One cause, he believes, is cultural. “We can think of Silicon Valley and Palo Alto and San Francisco and these [entrepreneurial] puts. These are places with actors and systems that tolerate risk and failure. They celebrate it to some extent, and I’m not sure if that’s the case here. “
Indiana’s relative lack of immigrants could also be a factor, Mmbaga said. According to the American Immigration Council, only about 5% of the state’s population were born outside the country. Nationally, 14% of US citizens are born overseas.
Access to capital can also be challenging.
Indiana has less seed capital – critical to new businesses but considered risky by banks – than many states, said David Johnson, CEO of the Central Indiana Corporate Partnership. The group commissioned Washington, DC-based Brookings, with the assistance of Lilly Endowment Inc., to compile the Indiana GPS report.
New businesses also play other important roles that go beyond just economic resilience, Johnson said.
Johnson
They can be a major source of job creation, especially for people facing employment barriers such as lack of transportation or a history of incarceration.
“More people have more access to small business jobs than large companies,” said Johnson.
Small business owners, he added, tend to hire people through face-to-face networking. This means that the path to employment with a startup may be easier than with a large company with a more complex hiring process.
“It may be easier for people to get into a smaller setting with people they know,” Johnson said.
Startup activities can also benefit Indiana’s larger, more established companies, he said. “The bigger companies will have more vitality when they are in a more active landscape.”
According to Johnson, a mix of larger and smaller companies in a given industry helps build a strong industry ecosystem, including a skilled workforce. The startups can also act as local suppliers for the established companies and build a local supply chain that makes it more attractive for the big companies to keep doing business here.
“Proximity is still important in the virtual world,” he said.
Try to help
Numerous companies are working to promote Hoosier’s entrepreneurship.
The Indy Chamber stopped its business coaching activities at the beginning of the pandemic and instead turned to a fast-reacting loan program for companies affected by COVID-19.
The board resumed coaching earlier than expected, Proctor said, as people showed renewed interest in starting new businesses in April and May. “Dozens of people have taken these courses in the past nine months.”
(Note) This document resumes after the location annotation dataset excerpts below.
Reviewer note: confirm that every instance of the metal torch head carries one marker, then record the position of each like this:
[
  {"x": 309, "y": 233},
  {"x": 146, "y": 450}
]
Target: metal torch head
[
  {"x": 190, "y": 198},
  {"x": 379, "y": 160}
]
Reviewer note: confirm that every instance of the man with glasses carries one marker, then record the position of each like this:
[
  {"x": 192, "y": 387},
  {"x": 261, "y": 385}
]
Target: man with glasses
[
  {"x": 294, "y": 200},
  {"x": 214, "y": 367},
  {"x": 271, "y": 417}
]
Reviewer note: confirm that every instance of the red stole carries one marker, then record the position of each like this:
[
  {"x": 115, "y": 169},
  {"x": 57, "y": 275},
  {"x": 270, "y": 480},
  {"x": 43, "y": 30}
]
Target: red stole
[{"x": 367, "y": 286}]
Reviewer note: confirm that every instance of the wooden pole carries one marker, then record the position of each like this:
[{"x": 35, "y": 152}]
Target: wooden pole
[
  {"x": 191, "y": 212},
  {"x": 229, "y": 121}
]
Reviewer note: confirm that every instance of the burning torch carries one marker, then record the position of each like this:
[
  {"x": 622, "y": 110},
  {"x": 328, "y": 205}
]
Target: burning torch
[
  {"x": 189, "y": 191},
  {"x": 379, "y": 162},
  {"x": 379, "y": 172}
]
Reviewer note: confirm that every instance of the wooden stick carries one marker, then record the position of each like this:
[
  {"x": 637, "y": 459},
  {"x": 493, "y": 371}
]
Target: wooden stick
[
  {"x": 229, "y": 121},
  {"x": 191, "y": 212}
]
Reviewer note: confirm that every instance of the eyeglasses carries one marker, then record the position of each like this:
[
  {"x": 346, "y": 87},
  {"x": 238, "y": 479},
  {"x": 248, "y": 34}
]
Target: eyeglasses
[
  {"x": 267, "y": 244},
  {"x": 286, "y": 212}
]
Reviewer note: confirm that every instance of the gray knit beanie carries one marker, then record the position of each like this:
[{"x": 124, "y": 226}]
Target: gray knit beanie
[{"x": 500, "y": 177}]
The chamber is also working on a pilot program in conjunction with Indiana University’s Kelley School of Business that will allow the chamber to increase its coaching capacity, Proctor said.
In 2019, the Chamber’s Business Ownership Initiative became a government-certified community development financial institution, giving the organization access to more sources of funding and enabling it to receive larger grants for its work.
The organization has also partnered with local banks to improve business access to capital, especially for minority entrepreneurs, Proctor said.
At CICP, the BioCrossroads life sciences initiative and TechPoint technology initiative actively promote entrepreneurship in their respective industries, Johnson said.
Larger companies are also a source of entrepreneurship, both within their walls and through creating related startups, he said. He cited Eli Lilly and Co. as a prime example. “Much of the innovation comes from spin-out opportunities, spin-out molecules from Lilly.”
Johnson also pointed to the Indiana Economic Development Corp.’s entrepreneurship initiatives. and the university’s technology transfer programs, which help entrepreneurs find commercial applications for their innovations.
“I think there are a number of deliberate efforts going on right now,” he said. “We need more such efforts.”